Nos anos 90 as séries e filmes de ficção científica estavam em alta, por isso não é de se estranhar que Martin tenha sido contratado para escrever um roteiro do gênero. Quem já conhece o estilo do autor, sabe que ele gosta de criar diferentes mundos, povos e costumes, além de um idioma específico. Em Porto Estelar não é diferente. Temos uma imensa variedade de aliens de todos os tipos, sejam baratas gigantes usando smokings elegantes, sejam belos espécimes humanoides com códigos de conduta e honra incorruptíveis (será?), e cada um fala uma língua. É claro que, como tudo se passa na Terra, precisam falar o inglês, mas sempre dando uma amostra de seu idioma materno quando possível.

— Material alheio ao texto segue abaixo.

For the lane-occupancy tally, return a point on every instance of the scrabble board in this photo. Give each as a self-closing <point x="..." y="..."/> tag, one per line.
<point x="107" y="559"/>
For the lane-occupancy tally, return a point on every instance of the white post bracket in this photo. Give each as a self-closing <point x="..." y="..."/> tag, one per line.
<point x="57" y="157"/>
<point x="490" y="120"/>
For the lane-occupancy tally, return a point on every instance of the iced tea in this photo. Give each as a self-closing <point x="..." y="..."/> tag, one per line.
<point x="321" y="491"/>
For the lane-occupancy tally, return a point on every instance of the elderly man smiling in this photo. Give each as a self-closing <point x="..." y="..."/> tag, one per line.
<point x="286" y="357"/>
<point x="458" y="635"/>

A riqueza de detalhes de cada espécie, e até mesmo alguns de seus costumes, é impressionante, e Raya Golden consegue passar isso muito bem em sua arte. Os traços são agradáveis e seus personagens, expressivos. Assim como o texto de Martin é todo detalhado, assim são os traços da artista. Cada roupa, naves espaciais e características de cada um que aparece nesse quadrinho – e, acredite, aparecem muitas espécies – são únicos e extremamente minuciosos. As cores vibrantes, que ficam a cargo da colorista Rachel Hilley, também nos remetem a programas de sci-fi antigos, onde as naves espaciais e as roupas eram cheias de roxos e azuis e os fluidos que saíam dos alienígenas, gosmas verdes. Tudo isso está presente aqui, causando até mesmo uma certa nostalgia em quem chegou a assistir grandes séries como Battlestar Gallactica.
A trama não é nada de outro mundo de se entender, mas há muitos trâmites, conspirações e politicagens por trás, coisa que, novamente, faz parte do estilo do autor, já que traições e burocracias são uma grande parte da essência de Game of Thrones. Diferente da maioria das obras de ficção científica, aqui a existência de seres de outro planeta não é tão relevante, eles apenas estão ali, assim como qualquer outra ser. O preconceito de algumas pessoas não é nada diferente do que já vimos e vemos com frequência na sociedade – inclusive, mesmo escrita há mais de 30 anos, a narrativa continua extremamente atual -, apenas é voltada para outras espécies, e são esses dilemas que fazem Porto Estelar brilhar, além de personagens extremamente carismáticos. Até mesmo os coadjuvantes tem seu momento de holofote e são cruciais para a trama, muitas vezes tendo mais destaque do que os protagonistas, ou sendo tão importantes quanto.
A história tem começo, meio e fim, com algumas conveniências de roteiro conforme se aproxima do final, sendo fechadinha e sem pontas soltas, mas uma sequência não pode ser descartada. O quadrinho é baseado apenas no roteiro do episódio piloto que Martin escreveu, portanto, agora que chegou às grandes massas, uma continuação é totalmente plausível.
Porto Estelar é uma HQ de sci-fi divertidíssima cheia de conchavos, ação, gosma alienígena e loucuras extraterrestres.